Generalized Gaussian Bridges

TL;DR

This paper introduces two representations of generalized Gaussian bridges—orthogonal and canonical—highlighting their constructions, properties, and applications, especially in insider trading scenarios, with a focus on prediction-invertible processes like fractional Brownian motion.

Contribution

It develops explicit orthogonal and canonical representations for generalized Gaussian bridges, including non-semimartingale cases, and explores their applications in financial modeling.

Findings

Canonical representation avoids future path knowledge.

Orthogonal representation requires full path information.

Application to insider trading models using fractional Brownian motion.

Abstract

A generalized bridge is the law of a stochastic process that is conditioned on N linear functionals of its path. We consider two types of representations of such bridges: orthogonal and canonical. The orthogonal representation is constructed from the entire path of the underlying process. Thus, future knowledge of the path is needed. The orthogonal representation is provided for any continuous Gaussian process.

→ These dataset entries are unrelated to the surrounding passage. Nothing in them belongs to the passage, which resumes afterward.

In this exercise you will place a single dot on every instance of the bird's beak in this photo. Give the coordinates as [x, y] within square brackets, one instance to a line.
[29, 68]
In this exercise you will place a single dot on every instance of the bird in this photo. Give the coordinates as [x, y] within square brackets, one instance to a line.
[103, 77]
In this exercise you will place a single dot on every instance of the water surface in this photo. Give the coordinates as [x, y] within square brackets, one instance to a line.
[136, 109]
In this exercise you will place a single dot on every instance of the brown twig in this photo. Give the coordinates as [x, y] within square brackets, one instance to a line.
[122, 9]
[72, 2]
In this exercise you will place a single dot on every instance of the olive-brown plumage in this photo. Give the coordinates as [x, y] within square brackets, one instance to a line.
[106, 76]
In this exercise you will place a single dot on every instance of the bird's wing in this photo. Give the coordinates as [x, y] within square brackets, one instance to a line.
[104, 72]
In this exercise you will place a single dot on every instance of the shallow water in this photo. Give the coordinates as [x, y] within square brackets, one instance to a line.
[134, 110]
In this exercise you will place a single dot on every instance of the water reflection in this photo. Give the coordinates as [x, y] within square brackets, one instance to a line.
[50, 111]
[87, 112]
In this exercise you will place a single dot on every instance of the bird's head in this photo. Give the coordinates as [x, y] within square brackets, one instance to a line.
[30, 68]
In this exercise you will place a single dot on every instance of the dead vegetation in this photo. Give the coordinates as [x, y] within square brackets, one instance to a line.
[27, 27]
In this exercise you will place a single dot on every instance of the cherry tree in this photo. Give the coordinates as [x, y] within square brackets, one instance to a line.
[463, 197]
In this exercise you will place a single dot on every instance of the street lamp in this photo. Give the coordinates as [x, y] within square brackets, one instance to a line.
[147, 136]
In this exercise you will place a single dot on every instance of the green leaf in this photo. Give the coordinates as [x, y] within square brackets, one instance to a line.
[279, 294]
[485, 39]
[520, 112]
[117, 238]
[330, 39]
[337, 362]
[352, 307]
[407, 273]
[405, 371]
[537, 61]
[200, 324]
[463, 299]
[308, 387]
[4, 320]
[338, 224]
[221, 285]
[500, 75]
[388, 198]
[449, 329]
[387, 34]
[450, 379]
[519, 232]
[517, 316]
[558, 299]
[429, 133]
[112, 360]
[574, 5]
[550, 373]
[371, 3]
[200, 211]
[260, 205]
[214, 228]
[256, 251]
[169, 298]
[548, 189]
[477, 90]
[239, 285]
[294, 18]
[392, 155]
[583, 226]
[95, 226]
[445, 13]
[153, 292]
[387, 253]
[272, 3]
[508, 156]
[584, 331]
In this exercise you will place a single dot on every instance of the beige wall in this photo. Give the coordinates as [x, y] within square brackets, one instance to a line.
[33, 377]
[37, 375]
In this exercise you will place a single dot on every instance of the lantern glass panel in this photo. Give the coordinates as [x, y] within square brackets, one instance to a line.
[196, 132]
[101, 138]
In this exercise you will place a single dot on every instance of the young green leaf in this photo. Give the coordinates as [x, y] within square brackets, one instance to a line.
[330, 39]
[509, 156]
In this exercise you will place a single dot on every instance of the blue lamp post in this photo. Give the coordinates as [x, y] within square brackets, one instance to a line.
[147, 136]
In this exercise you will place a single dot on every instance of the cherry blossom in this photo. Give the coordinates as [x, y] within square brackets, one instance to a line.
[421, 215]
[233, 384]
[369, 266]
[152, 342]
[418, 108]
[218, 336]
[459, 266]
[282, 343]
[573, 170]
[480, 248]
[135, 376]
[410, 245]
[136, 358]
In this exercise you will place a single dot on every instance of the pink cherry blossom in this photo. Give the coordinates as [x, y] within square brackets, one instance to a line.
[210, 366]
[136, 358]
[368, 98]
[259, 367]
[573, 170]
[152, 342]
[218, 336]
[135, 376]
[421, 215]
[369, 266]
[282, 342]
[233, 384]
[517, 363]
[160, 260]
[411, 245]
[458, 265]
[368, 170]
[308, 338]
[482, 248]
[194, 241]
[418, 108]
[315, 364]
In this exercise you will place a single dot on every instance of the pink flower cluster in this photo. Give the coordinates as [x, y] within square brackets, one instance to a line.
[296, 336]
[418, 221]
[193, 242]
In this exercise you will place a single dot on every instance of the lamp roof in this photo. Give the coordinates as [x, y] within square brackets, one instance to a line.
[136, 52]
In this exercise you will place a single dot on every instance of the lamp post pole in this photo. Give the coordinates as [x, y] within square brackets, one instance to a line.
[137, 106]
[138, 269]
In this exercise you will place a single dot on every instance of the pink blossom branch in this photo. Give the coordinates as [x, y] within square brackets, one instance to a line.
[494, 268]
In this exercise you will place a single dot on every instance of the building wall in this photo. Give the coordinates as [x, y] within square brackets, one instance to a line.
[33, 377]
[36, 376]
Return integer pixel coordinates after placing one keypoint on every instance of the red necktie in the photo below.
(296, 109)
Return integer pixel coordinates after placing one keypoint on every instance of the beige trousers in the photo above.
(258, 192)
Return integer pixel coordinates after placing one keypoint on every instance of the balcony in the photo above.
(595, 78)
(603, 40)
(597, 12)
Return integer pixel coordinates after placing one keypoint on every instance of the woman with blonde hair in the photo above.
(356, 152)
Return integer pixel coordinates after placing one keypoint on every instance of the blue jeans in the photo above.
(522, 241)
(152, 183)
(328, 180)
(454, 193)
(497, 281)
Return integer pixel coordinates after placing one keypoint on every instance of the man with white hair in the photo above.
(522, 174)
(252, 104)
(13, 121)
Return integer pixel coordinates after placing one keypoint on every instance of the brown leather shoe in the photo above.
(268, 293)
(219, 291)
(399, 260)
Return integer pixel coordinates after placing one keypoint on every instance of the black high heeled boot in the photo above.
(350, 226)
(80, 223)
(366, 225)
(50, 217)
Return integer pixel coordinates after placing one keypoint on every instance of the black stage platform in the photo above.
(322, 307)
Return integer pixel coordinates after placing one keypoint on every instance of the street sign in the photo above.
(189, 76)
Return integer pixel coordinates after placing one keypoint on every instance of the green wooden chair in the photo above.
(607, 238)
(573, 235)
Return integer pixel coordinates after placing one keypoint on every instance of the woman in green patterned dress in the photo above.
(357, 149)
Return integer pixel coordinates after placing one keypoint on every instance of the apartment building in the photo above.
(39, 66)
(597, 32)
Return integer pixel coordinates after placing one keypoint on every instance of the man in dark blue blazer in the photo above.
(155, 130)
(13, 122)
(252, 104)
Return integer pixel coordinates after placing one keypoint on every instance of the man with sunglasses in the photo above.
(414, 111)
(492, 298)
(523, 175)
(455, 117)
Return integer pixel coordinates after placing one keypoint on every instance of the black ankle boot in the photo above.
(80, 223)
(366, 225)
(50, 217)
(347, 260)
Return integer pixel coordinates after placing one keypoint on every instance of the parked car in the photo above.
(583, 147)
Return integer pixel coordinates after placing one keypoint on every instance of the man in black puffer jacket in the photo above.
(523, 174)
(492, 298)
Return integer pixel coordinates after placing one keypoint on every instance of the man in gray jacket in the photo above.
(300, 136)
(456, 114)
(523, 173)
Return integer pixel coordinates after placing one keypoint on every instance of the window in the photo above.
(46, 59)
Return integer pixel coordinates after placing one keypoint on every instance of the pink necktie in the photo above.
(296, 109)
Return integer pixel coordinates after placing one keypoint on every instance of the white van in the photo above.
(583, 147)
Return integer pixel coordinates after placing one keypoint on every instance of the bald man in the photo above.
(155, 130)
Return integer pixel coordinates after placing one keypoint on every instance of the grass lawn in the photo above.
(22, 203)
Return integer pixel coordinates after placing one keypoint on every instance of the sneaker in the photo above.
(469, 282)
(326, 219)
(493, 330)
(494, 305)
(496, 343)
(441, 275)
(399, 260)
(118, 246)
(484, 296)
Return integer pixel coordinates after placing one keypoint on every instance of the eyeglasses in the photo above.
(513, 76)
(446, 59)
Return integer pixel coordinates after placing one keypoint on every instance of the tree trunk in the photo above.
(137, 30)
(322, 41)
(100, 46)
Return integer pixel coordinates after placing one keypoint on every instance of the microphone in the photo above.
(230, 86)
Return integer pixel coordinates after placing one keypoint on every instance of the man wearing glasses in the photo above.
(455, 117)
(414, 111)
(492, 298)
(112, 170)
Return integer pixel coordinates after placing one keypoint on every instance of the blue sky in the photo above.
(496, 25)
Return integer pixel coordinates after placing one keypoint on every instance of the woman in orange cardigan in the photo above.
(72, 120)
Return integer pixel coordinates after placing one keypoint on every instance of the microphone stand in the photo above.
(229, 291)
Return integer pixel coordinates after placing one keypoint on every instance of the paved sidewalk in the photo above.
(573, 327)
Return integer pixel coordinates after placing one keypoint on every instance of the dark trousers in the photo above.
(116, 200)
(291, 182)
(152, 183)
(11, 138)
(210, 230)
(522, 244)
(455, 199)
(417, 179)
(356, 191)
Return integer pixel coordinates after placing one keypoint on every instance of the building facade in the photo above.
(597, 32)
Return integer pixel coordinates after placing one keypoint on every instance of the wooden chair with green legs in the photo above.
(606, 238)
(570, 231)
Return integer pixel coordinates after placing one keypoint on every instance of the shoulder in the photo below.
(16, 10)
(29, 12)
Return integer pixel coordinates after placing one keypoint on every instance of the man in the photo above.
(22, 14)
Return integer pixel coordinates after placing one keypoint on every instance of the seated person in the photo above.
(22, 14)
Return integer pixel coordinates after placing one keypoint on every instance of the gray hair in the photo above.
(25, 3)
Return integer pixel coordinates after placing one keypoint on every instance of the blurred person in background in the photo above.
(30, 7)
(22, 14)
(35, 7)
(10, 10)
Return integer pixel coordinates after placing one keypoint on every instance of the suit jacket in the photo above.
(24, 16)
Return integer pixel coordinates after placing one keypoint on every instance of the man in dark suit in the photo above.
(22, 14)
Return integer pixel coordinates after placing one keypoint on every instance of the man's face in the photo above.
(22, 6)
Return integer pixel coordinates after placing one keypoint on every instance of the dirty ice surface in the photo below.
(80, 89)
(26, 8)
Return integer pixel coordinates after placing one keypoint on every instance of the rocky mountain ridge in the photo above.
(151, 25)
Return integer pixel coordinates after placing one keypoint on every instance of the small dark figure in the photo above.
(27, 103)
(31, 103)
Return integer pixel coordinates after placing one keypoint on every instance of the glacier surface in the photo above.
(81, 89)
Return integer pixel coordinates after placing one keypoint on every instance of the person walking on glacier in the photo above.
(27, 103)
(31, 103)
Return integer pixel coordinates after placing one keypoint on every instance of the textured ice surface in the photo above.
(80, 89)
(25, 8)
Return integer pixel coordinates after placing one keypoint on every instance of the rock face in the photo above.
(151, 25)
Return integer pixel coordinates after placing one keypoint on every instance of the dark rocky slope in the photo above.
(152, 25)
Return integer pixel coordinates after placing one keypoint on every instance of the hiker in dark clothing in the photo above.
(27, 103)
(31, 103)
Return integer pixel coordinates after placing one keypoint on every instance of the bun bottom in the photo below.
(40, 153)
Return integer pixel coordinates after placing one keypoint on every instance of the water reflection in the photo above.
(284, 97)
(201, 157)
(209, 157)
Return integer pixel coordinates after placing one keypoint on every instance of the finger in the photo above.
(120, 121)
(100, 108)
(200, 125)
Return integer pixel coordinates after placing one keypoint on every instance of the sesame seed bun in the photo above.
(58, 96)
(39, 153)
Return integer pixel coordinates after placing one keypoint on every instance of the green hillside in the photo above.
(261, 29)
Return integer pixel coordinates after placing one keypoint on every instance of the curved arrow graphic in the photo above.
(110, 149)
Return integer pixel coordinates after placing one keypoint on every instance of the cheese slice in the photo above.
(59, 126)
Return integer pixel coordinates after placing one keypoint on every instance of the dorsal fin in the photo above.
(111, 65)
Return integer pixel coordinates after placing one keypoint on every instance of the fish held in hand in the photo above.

In the canonical representation the filtrations and the linear spaces generated by the bridge process and the underlying process coincide. Thus, no future information of the underlying process is needed. Also, in the semimartingale case the canonical bridge representation is related to the enlargement of filtration and semimartingale decompositions. The canonical representation is provided for the so-called prediction-invertible Gaussian processes. All martingales are trivially prediction-invertible. A typical non-semimartingale example of a prediction-invertible Gaussian process is the fractional Brownian motion. We apply the canonical bridges to insider trading.